Since 1901 there have been 44 referendums, with only eight proving successful. For this referendum to be successful, the proposed change must pass by a “double majority”, which means a majority of voters nationwide and a majority of voters in a majority of the states (at least four out of the six states). Meaning that in order to pass, a referendum has to be a non-contentious idea, like allowing the Senate and the House of Representatives elections to be held at the same time; a retirement age for judges; counting Aboriginal Australians in the census.

So, what does this all tell us? It means that in Australia change is hard and slow to happen. Historically when it comes to voting Australians have been guided by party loyalties, playing into a two-party system. But that is changing as millennials and generation Z (the youth vote) are driven more by issues like the environment and social justice than party fidelity.

In an article by Intifar Chowdhury in the Conversation, at the 2019 federal election 42% of those under 24 did not vote for either of the major parties. For those over 65 that number dropped to 12%.

This progressive and hopeful outlook combined with skyrocketing numbers of young people enrolling to vote, places the success of the yes vote firmly in the hands of young people.

A common pattern across the polls is that generations are not on the same page. Poll featured in article.

According to the Australian Electoral Commission the national youth enrolment rate is now at 91.4% (that’s about 1.8m voters aged between 18 and 24), up from 86.4% (1.66 million voters) a year ago. The number of Indigenous Australians enrolled has also risen from 84.5% to 94.1% in the same timeframe.

Research from the Australia Institute found younger Australians were most likely to support the Voice, with 73% of 18 to 29-year-olds surveyed saying they plan to vote Yes, 15% to vote No and 12% saying they didn’t know.

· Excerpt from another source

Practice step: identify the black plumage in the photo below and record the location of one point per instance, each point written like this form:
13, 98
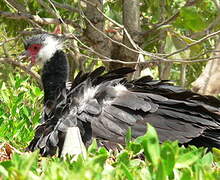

Speaking with Richard Denniss, executive director at the Australia Institute, said that it was young people that could turn the tide in the yes vote.

“Our research shows new Australians and young Australians are most optimistic about making Australia the best it can be, and most likely to support the Voice,” Dr Denniss said.

“Young Australians ought to talk to their parents and grandparents about why they so strongly support the Yes vote and their hopes for the future of our nation.”

The Australian Institute also ran a survey in South Australia specifically between the 1st and 7th of August 2023 that found that two in five South Australians (43%) indicating that they will vote Yes, compared to 39% with No, and 18% saying they are still unsure.

Noah Schultz-Byard, South Australian director at the Australia Institute says that South Australia will be key for the upcoming referendum.

“As the only jurisdiction with a legislated First Nations Voice to Parliament, and as a potential swing state, South Australia will likely be one of the key battlegrounds ahead of the upcoming referendum.”